Barington Capital's Play for Victoria's Secret: A High-Stakes Activist Gamble on Turnaround Potential

Generated by AI AgentMarketPulse
Saturday, Jun 21, 2025 9:23 am ET2min read

Victoria's Secret & Co. (VSCO) has been a cautionary tale of brand mismanagement since its 2021 spin-off from L Brands. Its stock price has collapsed 75% from a post-IPO high of $76 to around $18.83 in 2025, erasing $2.4 billion in shareholder value. Now, activist investor Barington Capital—famed for its role in L Brands' turnaround—has seized the opportunity to push for sweeping changes. The question is: Can this high-stakes intervention revive the struggling retailer, or is it another chapter in a long-running failure?

The Current Crisis at Victoria's Secret

Victoria's Secret's decline is multifaceted. Quarterly results for Q1 2025 revealed a 1% drop in comparable sales, a 170 basis-point contraction in gross margins, and a $50 million drag from tariffs. Meanwhile, cybersecurity failures disrupted e-commerce operations, and inventory levels remain bloated. CEO Hillary Super, appointed in September 2024, faces skepticism over her lack of chief executive experience and the brand's missteps in refocusing on its core lingerie business. Barington Capital, holding over 1% of shares, has seized the moment to demand accountability.

Barington's Playbook: Governance Overhaul and Strategic Refocusing

Barington's campaign centers on three pillars:
1. Board Revamp: Replace most of the nine-member board with directors experienced in brand revitalization, global expansion, and shareholder value creation. Six current directors have held their positions since the 2021 spin-off—a period of relentless underperformance.
2. Leadership Evaluation: Subject Super to scrutiny, citing her limited experience and the board's failure to address operational chaos, including high executive turnover and poor risk management.
3. Strategic Focus: Redirect resources to the core

brand—particularly bras and beauty—while discontinuing underperforming ventures like Pink and athleticwear. Accelerate digital and international growth, especially in China, where sales rose 9% in Q1 but remain below potential.
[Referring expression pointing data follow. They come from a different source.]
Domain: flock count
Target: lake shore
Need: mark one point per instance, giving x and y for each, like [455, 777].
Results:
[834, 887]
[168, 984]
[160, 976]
The activist also opposes VSCO's recent “poison pill” shareholder rights plan, arguing it entrenches ineffective leadership and deters constructive engagement. This stance contrasts with Barington's preference for negotiated settlements over proxy fights—a strategy that succeeded in L Brands, where its advisory role boosted the stock 221.5%.

The Data Behind the Decline and the Opportunity

Backtest the performance of Victoria's Secret & Co. (VSCO) when 'buy condition' is triggered by positive quarterly earnings surprises, and 'hold for 30 trading days' after announcement, from 2020 to 2025.
The chart underscores the disconnect between VSCO's performance and broader markets. Meanwhile, Barington's track record is compelling: its 38 activist campaigns since 2000 averaged a 38.18% return, outperforming the Russell 2000's 14.74% average. This credibility could pressure the board to negotiate rather than resist.

Risks and Hurdles

Resistance is likely. Chair Donna James, a holdover from Barington's 2019 engagement, may resist wholesale changes. The board's recent cybersecurity lapses and poor financial controls also raise red flags about execution capacity. Competing activist Brett Blundy's 13% stake adds complexity, though Barington's constructive approach and retail expertise position it as a more credible partner.

The Investment Case: High Risk, High Reward

Victoria's Secret trades at a deep discount to its intrinsic value. GuruFocus estimates a GF Value of $26.71, implying a 46.84% upside from current levels. Analysts project an average target of $22.68, suggesting cautious optimism. The stock's $1.45 billion market cap reflects extreme pessimism, but success hinges on Barington's ability to:
- Replace board members with turnaround experts.
- Refocus on the core lingerie business and capitalize on Beauty's seven-quarter growth streak.
- Streamline operations to reduce inventory costs and improve margins.

Final Take: A Gamble Worth Watching

Barington's intervention is a classic activist play: forcing governance changes to unlock value in a brand with a storied legacy but poor execution. While execution risks are high, the stock's valuation leaves room for upside if the board concedes to reform. Investors should consider a small speculative position, but wait for tangible progress—like board changes or a CEO shift—before scaling up. This is a high-risk, high-reward opportunity, emblematic of activist investing's potential to turn around troubled giants.